It’s not every day you get a window on the path of a rising star. While British shoe designer Rupert Sanderson has been on the ascendancy since his 2001 launch (he was named the British Fashion Council’s Accessory Designer of the Year in 2008 and, in 2009, the year’s Accessory Designer at the Elle Style Awards), the past few seasons have been a star-studded, wicked-heel-wearing golden arrow. We caught the London-based stylemaker via phone on a recent Friday as he, his wife and their three boys motored off to the “wilds of the Suffolk Coast.” Sounds like the perfect place to tromp around in some Crescent riding boots if you ask us.
THE THREAD: Your collection includes both strappy, cut-out sandals with four-inch heels and borrowed-from-the-boys booties. Tell us about the modern mix, and the modern woman you design for.
Sanderson: Because I have my own retail business bang in the middle of Mayfair on Bruton Place, I can think about these real women who come into my shop and design with them in mind. I can put myself in the mind of these women and see them dressing up in the evening and wearing something very light and almost frivolous, and then kicking about in biker boots at the week’s end. I can see a woman throughout her week wearing all of my shoes. I enjoy having a flight of fancy with the really glamorous styles, but I enjoy making shoes that women can wear again and again as well. I really enjoy the definitions between seasons. We’re in the middle of designing for fall/winter 2015, and I find myself still going for incredibly light sandals, but I love designing boots as well.
Yes, that flight of fancy. Your shoes do so well in fashion storytelling, and they’re super-popular with celebrities and in editorials.
The Estelles are always popular with stylists; there’s really very little of them there. They’re a great party shoe. Italian Vogue used the biker boots in a really interesting way quite recently. There was this very high-gothic look—white and witchy with snowy cobwebs. The outfit they conjured wasn’t for everyday wear, but it was that fantasy thing. Very fun.
What are the guiding principals that ground your collection? The notion of “less is more” is often cited as a Rupert Sanderson ethos, but the average customer probably wouldn’t see minimalism as a foundation of your work.

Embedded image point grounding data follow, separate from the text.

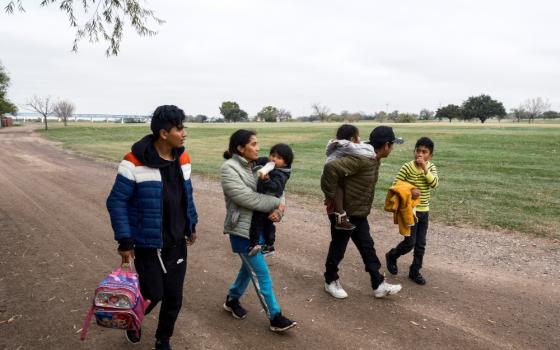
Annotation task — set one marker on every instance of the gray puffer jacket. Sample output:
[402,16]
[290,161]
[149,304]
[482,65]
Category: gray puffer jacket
[239,184]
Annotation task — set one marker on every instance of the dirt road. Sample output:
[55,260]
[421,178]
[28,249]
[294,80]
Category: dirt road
[486,290]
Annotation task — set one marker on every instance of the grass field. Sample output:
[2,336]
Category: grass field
[494,176]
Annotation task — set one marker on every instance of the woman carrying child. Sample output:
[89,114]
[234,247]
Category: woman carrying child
[239,184]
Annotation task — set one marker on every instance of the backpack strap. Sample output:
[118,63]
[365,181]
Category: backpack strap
[86,323]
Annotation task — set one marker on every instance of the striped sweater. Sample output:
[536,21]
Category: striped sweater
[411,174]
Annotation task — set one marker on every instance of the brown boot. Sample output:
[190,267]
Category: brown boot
[342,222]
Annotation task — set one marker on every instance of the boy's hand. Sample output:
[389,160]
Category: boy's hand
[126,256]
[276,214]
[421,164]
[190,241]
[329,203]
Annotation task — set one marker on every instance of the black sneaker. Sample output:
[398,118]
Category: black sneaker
[163,344]
[253,249]
[233,306]
[417,278]
[268,250]
[391,264]
[132,336]
[280,323]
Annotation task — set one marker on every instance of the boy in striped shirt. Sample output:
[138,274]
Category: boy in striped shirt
[422,173]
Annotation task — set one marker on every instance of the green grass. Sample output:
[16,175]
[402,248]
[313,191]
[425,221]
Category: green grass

The collection itself is really small—I want it to be small. The idea of less being more personally holds me in good stead. I constantly have to edit everything; I’m constantly taking away, sharpening. I take elements and styles out of a collection in order to keep it focused, to give it a sense of identity. So often things just sprawl. We’re so bombarded with stuff—there’s a wall of news around us. Everyone can have their own Instagram, everyone can self-publish. There’s no check on creativity. In many ways, the most creative people are the editors, because they’re shaping what’s out there. Putting out less and making sure that it’s as good and as strong and powerful as you can make it: I believe that’s a good practice.
Now, just for fun, tell us what three women in all of history you’d like to see in your shoes.
From Cleopatra to Kristin Scott Thomas, it’s almost impossible to choose. Kristin is a client, but she’s more than that. I met her in Paris about ten years ago and she’s been very supportive ever since. I did see a really great old image of Charlotte Rampling the other day. The focus with her is her face, it’s so interesting. She was wearing a Halston column dress and I thought of designing a pair of shoes to go with it.